Jakarta – Komisi Pemberantasan Korupsi (KPK) tengah melakukan kajian soal rencana penerapan hukuman mati bagi tersangka kasus dugaan suap sejumlah proyek Kementeriaan Pekerjaan Umum dan Perumahan Rakyat (PUPR) terkait pembangunan Sistem Penyediaan Air Minum (SPAM) tahun anggaran 2017–2018.
Mengenai rencana itu, anggota Komisi III DPR RI Teuku Taufiqulhadi mempersilakan KPK apabila hendak menggunakan hukuman mati bagi para pelaku, sebab hal itu relevan dan sesuai ketentuan dalam Undang-Undang yang berlaku di Indonesia.
“Hukuman mati itu masih dibenarkan KUHP kita dan juga dalam RKUHP yang sedang dibahas sekarang. Jika ingin menggunakan, silakan gunakan,” kata Taufiq Minggu (30/11/2018).
Namun demikian, lanjut Taufiq, syaratnya para pelaku yang akan dieksekusi mati harus benar-benar masuk UU yang memang mengatur hal itu. Artinya, mereka bisa dihukum asalkan memang telah sesuai aturan hukuman mati.

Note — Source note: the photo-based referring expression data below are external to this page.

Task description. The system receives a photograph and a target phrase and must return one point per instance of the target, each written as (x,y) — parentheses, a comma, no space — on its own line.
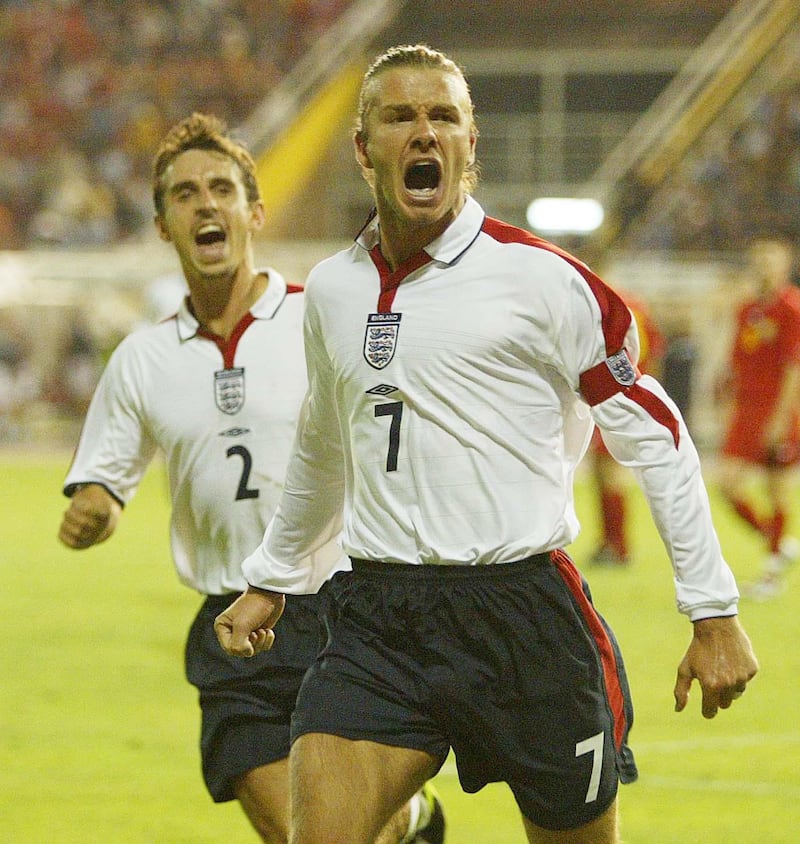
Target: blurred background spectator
(88,87)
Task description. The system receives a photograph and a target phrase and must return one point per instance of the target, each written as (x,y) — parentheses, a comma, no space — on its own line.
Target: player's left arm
(721,659)
(91,517)
(644,430)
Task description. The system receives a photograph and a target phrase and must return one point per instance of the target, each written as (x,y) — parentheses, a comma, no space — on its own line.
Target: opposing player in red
(218,389)
(610,478)
(457,365)
(763,387)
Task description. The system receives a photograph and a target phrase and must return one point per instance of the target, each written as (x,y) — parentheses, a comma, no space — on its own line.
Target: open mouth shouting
(422,178)
(210,239)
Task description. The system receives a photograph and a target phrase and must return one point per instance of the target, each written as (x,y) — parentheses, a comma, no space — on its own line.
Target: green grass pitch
(98,728)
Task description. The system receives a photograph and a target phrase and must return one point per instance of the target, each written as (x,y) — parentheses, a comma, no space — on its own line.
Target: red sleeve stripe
(597,384)
(616,317)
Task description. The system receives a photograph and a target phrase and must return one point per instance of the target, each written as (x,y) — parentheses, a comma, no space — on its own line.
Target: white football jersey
(224,414)
(451,401)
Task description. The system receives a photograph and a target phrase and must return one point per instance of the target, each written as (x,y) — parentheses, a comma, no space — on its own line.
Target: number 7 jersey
(450,402)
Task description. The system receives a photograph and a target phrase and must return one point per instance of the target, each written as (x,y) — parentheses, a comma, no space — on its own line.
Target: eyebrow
(391,109)
(192,183)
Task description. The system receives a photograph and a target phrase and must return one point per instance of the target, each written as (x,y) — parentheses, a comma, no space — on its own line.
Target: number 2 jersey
(224,415)
(451,400)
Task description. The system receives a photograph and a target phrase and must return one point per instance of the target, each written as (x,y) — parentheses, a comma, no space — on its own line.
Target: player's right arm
(112,454)
(91,517)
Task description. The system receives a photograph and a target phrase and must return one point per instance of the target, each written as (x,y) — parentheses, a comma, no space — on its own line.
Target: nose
(424,134)
(206,197)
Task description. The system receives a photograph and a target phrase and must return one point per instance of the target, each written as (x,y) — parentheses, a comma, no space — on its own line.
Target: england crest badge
(621,368)
(380,339)
(229,389)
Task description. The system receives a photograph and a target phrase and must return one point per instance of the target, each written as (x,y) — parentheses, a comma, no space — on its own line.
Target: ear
(362,156)
(162,229)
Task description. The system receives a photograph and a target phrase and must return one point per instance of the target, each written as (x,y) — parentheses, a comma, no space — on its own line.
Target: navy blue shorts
(509,665)
(247,704)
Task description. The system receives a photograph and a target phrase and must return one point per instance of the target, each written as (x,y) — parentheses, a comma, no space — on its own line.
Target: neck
(401,238)
(220,303)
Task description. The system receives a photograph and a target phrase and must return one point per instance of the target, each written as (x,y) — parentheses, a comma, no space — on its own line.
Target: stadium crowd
(87,88)
(735,185)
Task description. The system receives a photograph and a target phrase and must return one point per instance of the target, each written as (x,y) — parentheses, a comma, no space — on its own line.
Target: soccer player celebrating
(218,388)
(456,365)
(763,387)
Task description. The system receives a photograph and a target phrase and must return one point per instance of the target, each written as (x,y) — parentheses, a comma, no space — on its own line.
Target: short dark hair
(202,131)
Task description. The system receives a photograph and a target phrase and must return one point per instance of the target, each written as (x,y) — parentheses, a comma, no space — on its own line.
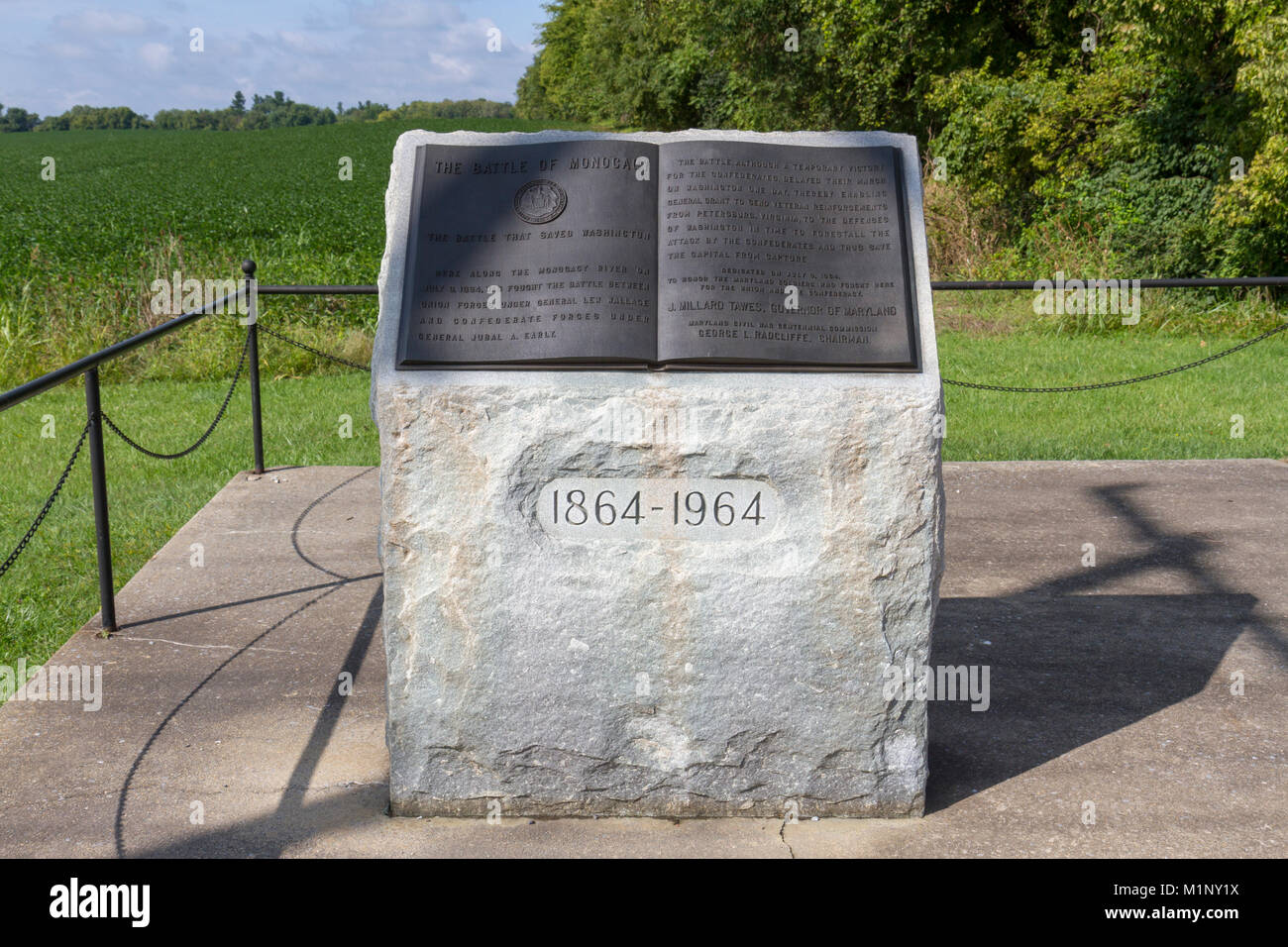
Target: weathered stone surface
(640,674)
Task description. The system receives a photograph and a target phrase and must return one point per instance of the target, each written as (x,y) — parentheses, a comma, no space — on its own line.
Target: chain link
(50,502)
(309,348)
(141,449)
(1124,381)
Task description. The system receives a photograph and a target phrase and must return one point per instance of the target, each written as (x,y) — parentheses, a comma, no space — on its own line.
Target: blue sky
(56,54)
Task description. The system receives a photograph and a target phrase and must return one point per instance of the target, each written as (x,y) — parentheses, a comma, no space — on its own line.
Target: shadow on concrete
(292,796)
(1069,667)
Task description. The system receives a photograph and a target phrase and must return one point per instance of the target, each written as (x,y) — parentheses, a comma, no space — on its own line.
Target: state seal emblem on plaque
(540,201)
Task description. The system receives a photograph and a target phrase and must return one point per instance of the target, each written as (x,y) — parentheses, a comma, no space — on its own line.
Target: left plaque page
(531,253)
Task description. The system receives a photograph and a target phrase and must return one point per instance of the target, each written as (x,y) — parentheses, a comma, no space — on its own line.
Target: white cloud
(156,55)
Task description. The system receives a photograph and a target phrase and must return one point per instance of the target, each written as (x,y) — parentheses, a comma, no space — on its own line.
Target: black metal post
(98,476)
(253,356)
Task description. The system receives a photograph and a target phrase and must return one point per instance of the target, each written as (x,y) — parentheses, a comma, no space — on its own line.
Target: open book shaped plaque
(691,254)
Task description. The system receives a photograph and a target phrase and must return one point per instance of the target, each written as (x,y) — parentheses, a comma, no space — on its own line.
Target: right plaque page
(784,254)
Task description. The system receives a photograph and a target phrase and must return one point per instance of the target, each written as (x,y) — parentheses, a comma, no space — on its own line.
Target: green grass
(53,587)
(77,257)
(78,254)
(1183,415)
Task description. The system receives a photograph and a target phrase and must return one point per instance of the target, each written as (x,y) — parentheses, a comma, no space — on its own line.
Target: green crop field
(78,254)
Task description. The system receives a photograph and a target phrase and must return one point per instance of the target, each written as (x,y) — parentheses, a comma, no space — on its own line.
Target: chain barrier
(309,348)
(44,510)
(241,365)
(219,416)
(1124,381)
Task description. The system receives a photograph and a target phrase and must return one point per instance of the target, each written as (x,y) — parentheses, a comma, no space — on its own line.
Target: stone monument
(652,534)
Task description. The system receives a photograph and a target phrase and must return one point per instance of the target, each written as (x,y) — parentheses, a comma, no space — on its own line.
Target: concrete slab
(1111,685)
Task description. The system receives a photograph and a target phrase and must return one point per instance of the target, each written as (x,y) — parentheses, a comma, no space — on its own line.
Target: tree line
(262,112)
(1153,133)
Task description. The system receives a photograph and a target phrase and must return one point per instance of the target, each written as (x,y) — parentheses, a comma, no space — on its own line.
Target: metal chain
(309,348)
(1124,381)
(50,502)
(241,364)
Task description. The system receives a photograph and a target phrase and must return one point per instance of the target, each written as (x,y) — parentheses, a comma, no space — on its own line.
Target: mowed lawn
(77,257)
(52,590)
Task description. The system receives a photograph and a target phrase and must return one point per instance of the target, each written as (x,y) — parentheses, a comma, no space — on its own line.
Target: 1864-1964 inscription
(691,254)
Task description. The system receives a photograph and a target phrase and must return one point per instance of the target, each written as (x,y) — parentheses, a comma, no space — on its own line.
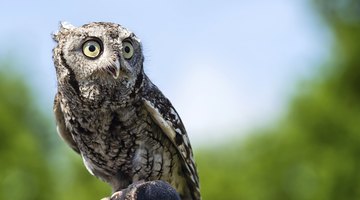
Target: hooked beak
(114,69)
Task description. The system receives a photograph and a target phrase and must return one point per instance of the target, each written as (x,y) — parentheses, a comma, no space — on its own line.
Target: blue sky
(227,66)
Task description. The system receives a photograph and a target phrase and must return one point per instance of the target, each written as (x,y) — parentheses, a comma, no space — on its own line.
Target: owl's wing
(166,117)
(60,125)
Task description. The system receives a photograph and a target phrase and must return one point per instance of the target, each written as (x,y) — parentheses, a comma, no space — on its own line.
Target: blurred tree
(314,152)
(34,163)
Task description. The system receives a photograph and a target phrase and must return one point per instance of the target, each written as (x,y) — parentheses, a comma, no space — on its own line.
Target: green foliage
(32,165)
(313,153)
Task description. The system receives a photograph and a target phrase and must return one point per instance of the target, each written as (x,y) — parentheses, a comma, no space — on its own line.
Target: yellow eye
(128,50)
(92,48)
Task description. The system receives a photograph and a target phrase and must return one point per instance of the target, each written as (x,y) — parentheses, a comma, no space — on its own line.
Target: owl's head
(104,52)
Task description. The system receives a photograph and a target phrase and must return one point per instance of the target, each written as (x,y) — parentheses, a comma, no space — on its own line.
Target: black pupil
(92,48)
(127,49)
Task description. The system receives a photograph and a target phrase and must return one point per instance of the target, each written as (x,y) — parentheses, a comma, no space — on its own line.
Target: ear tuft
(66,25)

“Hukuman mati sejauh ini baru digunakan untuk para bandar narkoba dan teroris yang tingkat kejahatan dianggap sangat besar yaitu perbuatan telah menimbulkan korban yang sangat besar. Atau di masa lalu karena kasus-kasus perampokan sadis yang banyak memakan korban,” ungkapnya.
“Jika seseorang melakukan korupsi yang dianggap menimbulkan derajat korban seperti di atas atau sangat merusak, silakan gunakan,” sambungnya.
Sebelumnya Wakil Ketua KPK Saut Situmorang mengatakan aturan mengenai pidana mati sendiri tertuang dalam Pasal 2 Ayat (2) UU Nomor 31 Tahun 1999 tentang Pemberantasan Tindak Pidana Korupsi (Tipikor). Hukuman pidana mati merupakan terusan dari Pasal 2 Ayat (1) tentang perbuatan memperkaya diri sendiri atau orang lain atau korporasi sehingga mengakibatkan kerugian negara dalam pengadaan barang/jasa.
Secara utuh, Pasal 2 Ayat (2) berbunyi, “Dalam hal tindak pidana korupsi sebagaimana dimaksud dalam Ayat (1) dilakukan dalam keadaan tertentu, pidana mati dapat dijatuhkan.”
Pada penjelasan Pasal 2 Ayat (2) tertuang bahwa yang dimaksud dengan keadaan tertentu dalam ketentuan tersebut dimaksudkan sebagai pemberatan pelaku tipikor apabila korupsinya dilakukan dengan empat syarat. Pertama, pada waktu negara dalam keadaan bahaya sesuai dengan UU yang berlaku.
Kedua, pada waktu terjadi bencana alam nasional. Ketiga, sebagai pengulangan tipikor (perbuatan korupsi dilakukan berulang-ulang). Keempat, pada waktu negara dalam keadaan krisis ekonomi dan moneter.